Nesting agents has an invoice. A manager layer over the same work cost ~2.5x median. His rule: nest only when the next level's plan depends on what the previous level found. A flat fan-out beats an org chart for almost everything.
That middle point lands especially close to home — it's exactly why we built budget-aware routing and a /cost burn rate this month: the question isn't "which model is cheapest," it's "which model is cheapest for the result you need."
Now the asterisk we owe you, because honesty is the whole point of a post like this: Fable 5 is unavailable as we publish. A US export-control directive forced Anthropic to suspend it for all customers; a live API call today returns a 404 pointing you to Opus 4.8. So treat "the ultimate guide to Fable 5" as a guide to a moment, not a model you can run this afternoon.
Which, honestly, only sharpens the real lesson.
The lesson that outlives the model
The model in the headline got pulled four days after launch. The benchmarks are already aging — Huryn notes both models now emit 2–3x more tokens on the same problem than their launch-day logs. The specific numbers rot. The structural insight doesn't:
The models get smarter on someone else's schedule. Your instruction files only get smarter on yours.
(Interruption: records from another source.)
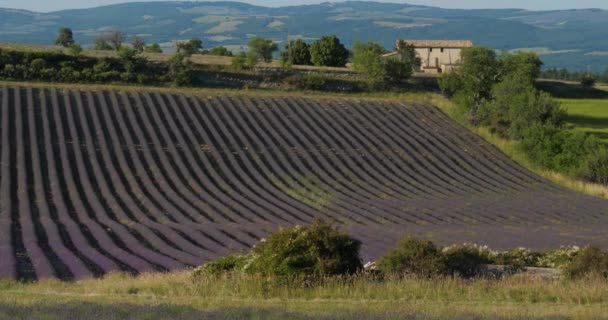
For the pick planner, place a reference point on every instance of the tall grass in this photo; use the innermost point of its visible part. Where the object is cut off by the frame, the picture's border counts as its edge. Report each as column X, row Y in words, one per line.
column 363, row 296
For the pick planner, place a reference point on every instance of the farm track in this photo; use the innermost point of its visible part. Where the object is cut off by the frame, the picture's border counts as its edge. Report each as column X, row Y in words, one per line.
column 92, row 182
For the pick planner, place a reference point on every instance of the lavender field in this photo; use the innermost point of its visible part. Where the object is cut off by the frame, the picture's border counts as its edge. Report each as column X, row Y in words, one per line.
column 98, row 181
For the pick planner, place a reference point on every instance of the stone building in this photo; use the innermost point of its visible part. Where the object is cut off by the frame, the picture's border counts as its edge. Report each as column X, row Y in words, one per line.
column 436, row 56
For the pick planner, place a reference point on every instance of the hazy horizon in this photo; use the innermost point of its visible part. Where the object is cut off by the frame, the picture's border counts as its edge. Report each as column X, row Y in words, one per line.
column 47, row 6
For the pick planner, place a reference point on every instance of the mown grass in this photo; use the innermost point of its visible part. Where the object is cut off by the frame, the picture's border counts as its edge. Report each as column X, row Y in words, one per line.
column 178, row 295
column 588, row 115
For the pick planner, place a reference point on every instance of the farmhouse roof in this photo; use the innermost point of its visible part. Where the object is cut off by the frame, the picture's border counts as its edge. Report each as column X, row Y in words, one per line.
column 439, row 43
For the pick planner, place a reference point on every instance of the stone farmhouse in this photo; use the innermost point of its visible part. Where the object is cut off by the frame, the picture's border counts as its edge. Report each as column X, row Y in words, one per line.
column 437, row 56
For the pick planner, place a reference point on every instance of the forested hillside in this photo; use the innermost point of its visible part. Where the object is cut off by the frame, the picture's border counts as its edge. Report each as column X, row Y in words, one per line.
column 573, row 39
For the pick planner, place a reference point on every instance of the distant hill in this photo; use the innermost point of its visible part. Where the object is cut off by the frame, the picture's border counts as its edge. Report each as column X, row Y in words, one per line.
column 573, row 39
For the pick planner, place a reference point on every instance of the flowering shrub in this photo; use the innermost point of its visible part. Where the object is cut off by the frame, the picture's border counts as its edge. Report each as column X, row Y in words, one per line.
column 465, row 260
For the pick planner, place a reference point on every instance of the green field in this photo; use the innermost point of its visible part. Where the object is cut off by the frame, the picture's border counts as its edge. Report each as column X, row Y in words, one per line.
column 179, row 296
column 588, row 115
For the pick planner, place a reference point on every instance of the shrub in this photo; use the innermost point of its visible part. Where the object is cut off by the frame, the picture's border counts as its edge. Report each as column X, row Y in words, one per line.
column 397, row 71
column 239, row 61
column 314, row 81
column 65, row 38
column 329, row 52
column 413, row 256
column 190, row 47
column 590, row 262
column 297, row 53
column 515, row 105
column 75, row 49
column 220, row 51
column 518, row 257
column 368, row 62
column 556, row 148
column 464, row 260
column 154, row 48
column 318, row 250
column 261, row 49
column 558, row 258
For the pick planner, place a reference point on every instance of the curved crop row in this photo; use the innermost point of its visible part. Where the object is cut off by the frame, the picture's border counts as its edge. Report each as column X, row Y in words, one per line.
column 92, row 182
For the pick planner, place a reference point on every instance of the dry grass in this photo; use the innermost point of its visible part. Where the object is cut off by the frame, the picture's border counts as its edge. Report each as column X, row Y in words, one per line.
column 345, row 298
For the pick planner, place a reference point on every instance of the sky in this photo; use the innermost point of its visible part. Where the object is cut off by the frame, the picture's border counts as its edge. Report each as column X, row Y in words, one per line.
column 52, row 5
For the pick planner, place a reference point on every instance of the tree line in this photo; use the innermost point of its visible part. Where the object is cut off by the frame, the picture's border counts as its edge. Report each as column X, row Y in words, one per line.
column 498, row 92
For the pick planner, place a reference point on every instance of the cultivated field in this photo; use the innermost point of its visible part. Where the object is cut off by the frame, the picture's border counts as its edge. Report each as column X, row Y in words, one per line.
column 96, row 181
column 588, row 115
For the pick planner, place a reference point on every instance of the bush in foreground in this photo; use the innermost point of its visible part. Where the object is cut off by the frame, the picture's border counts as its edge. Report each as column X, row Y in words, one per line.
column 590, row 262
column 413, row 256
column 464, row 260
column 318, row 250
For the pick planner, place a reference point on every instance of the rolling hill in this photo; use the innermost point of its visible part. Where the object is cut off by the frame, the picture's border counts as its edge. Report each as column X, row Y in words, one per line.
column 573, row 39
column 97, row 181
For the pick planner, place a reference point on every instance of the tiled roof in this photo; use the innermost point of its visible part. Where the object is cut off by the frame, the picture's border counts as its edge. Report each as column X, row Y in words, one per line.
column 439, row 43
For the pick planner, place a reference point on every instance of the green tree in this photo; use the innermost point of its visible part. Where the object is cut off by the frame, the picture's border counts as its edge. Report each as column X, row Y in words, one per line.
column 101, row 44
column 329, row 52
column 111, row 40
column 261, row 49
column 181, row 70
column 368, row 62
column 220, row 51
column 407, row 55
column 516, row 105
column 239, row 61
column 139, row 44
column 297, row 53
column 473, row 81
column 153, row 48
column 525, row 64
column 190, row 47
column 65, row 38
column 75, row 49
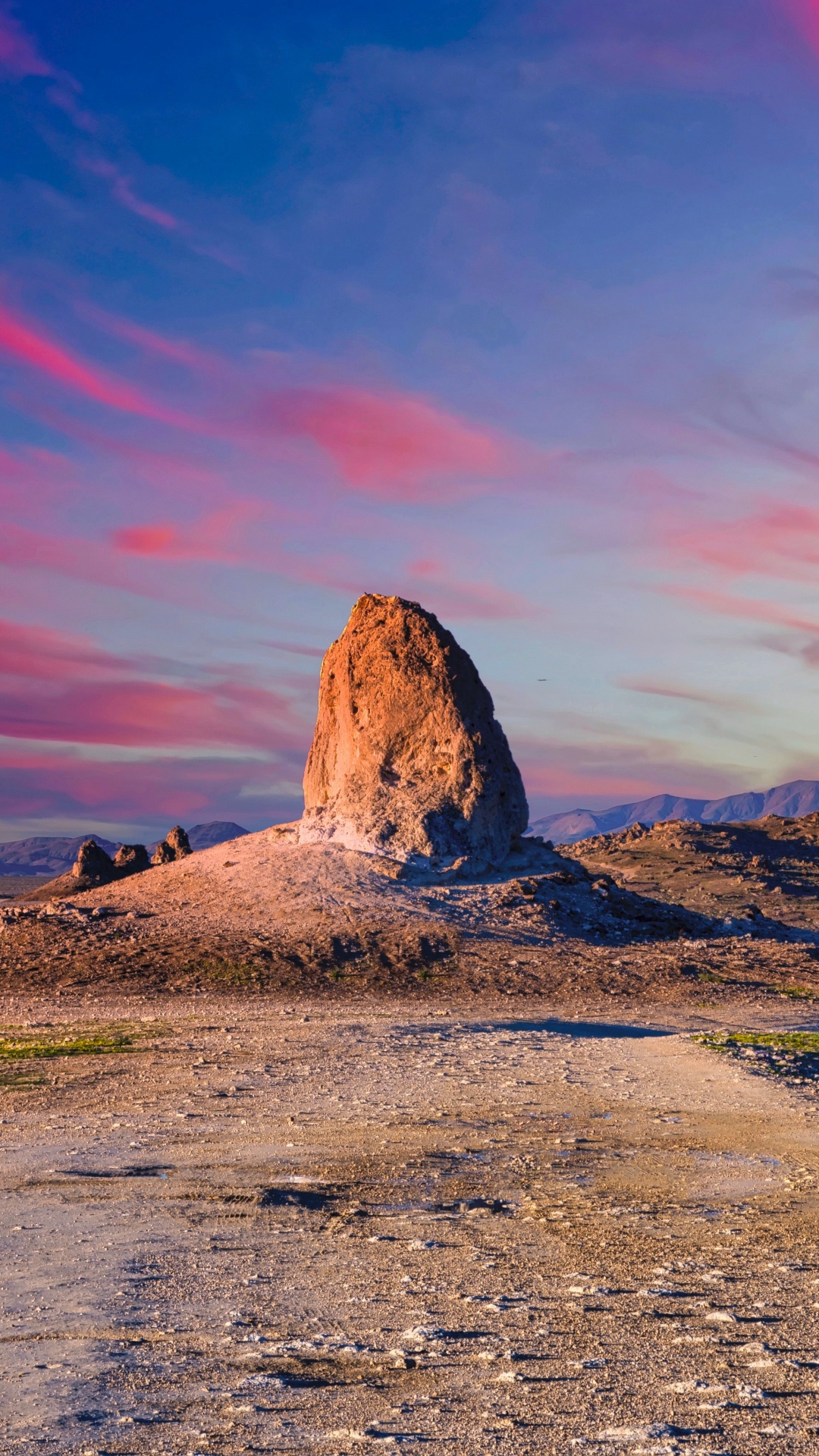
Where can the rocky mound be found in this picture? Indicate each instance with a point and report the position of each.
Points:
(409, 759)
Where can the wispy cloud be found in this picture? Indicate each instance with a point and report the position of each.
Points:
(123, 191)
(19, 55)
(390, 444)
(66, 689)
(34, 350)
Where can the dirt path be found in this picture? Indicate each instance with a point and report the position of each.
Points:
(293, 1228)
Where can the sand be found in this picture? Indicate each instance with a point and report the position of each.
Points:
(295, 1225)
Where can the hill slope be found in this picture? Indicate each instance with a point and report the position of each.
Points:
(787, 800)
(55, 855)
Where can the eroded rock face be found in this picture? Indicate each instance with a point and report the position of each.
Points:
(409, 759)
(174, 846)
(93, 864)
(130, 859)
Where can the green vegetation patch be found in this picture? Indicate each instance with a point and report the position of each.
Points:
(18, 1043)
(779, 1053)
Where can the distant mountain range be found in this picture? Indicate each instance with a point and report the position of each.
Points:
(787, 800)
(47, 855)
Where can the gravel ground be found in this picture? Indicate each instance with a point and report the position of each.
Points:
(281, 1225)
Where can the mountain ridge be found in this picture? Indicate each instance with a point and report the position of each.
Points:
(786, 800)
(55, 854)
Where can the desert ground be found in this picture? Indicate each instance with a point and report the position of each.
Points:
(302, 1153)
(273, 1225)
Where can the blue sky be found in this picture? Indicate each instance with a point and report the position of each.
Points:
(507, 309)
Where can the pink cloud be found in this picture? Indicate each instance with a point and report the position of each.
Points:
(746, 609)
(60, 783)
(215, 538)
(461, 601)
(771, 541)
(24, 343)
(805, 15)
(391, 444)
(175, 350)
(64, 689)
(19, 55)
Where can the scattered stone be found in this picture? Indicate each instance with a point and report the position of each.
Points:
(409, 759)
(174, 846)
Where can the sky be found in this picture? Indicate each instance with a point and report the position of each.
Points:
(510, 309)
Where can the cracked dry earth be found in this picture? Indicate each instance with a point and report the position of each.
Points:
(290, 1228)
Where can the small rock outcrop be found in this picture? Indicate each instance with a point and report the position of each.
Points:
(409, 759)
(174, 846)
(93, 865)
(130, 859)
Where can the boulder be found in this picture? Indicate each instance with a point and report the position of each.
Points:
(409, 759)
(93, 864)
(174, 846)
(130, 859)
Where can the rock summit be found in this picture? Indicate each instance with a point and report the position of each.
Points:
(409, 759)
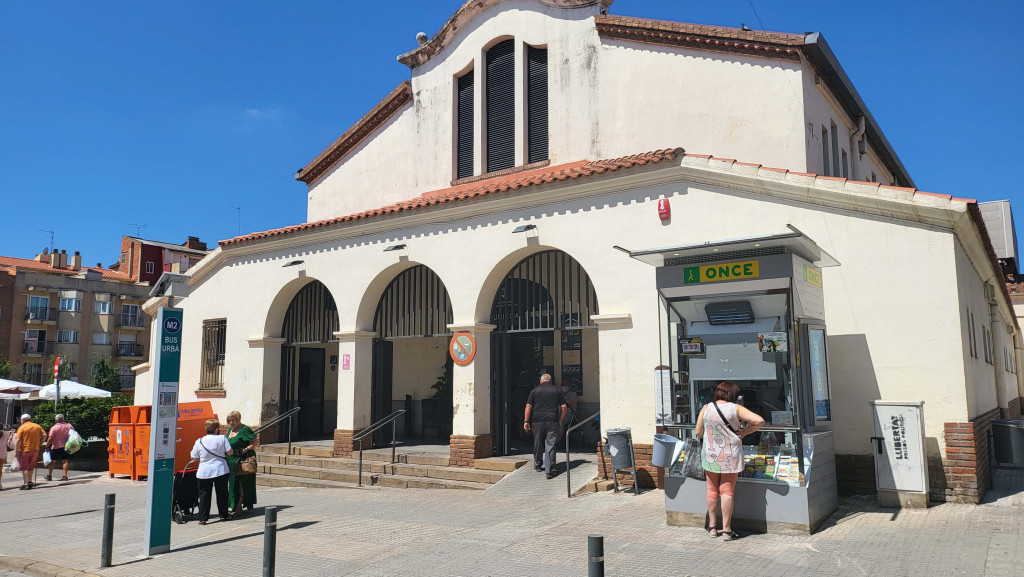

The teams that get the most out of each new model aren't the ones with the longest AGENTS.md. They're the ones who, when a stronger reader shows up, know which lines to delete.
Go read Huryn's full guide and his raw logs — it's a genuinely rigorous piece of work, and he shows his receipts. Then come back, point your sharpest available model at your own instruction layer, and ask it the one question you never thought to: what in here was written for someone dumber than you?
Happy building — and happy deleting.